SightSinging

By SightSinging

Halleluia and hassocks

We had a wonderful afternoon today , joining the baroque  choir of which we were members for nearly 30 and nearly 40 years, respectively, to take part in a "sing-in" Handel's Messiah. Great fun, very nostalgic and great exercise for our voices which rallied after a somewhat "out of trim" start. Whilst at St Peter's Cathedral in Hamilton today, I photographed a large altar hassock and two seat cushions in the nave that I stitched just  a few years ago .
The hassock represents the Waikato River as it passes Taupiri Mountain and marae and ultimately reaches the sea at Waikato heads. The creatures are Hector's Dolphin, a fur seal, a pair of dotterels and in the water the Maori representation of the hammerhead shark.
Extras show the seat cushions...the one with blue background representing St Margaret of Antioch and the winged beast representing St Luke.
Wikipedia says...
According to the version of the story in Golden Legend, she was a native of "Antioch" and the daughter of a pagan priest named Aedesius. Her mother having died soon after her birth, Margaret was nursed by a Christian woman five or six leagues from Antioch.

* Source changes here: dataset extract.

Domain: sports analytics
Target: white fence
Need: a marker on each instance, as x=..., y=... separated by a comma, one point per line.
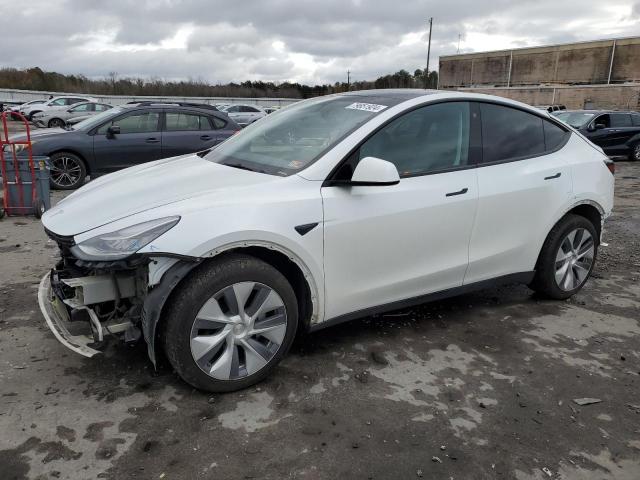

Having embraced Christianity and consecrated her virginity to God, Margaret was disowned by her father, adopted by her nurse, and lived in the country keeping sheep with her foster mother (in what is now Turkey).[4] Olybrius, Governor of the Roman Diocese of the East, asked to marry her, but with the demand that she renounce Christianity. Upon her refusal, she was cruelly tortured, during which various miraculous incidents occurred. One of these involved being swallowed by Satan in the shape of a dragon, from which she escaped alive when the cross she carried irritated the dragon's innards. The Golden Legend describes this last incident as "apocryphal and not to be taken seriously" (trans. Ryan, 1.369). She was put to death in AD 304.
As Saint Marina, she is associated with the sea, which "may in turn point to an older goddess tradition," reflecting the pagan divinity, Aphrodite.[5]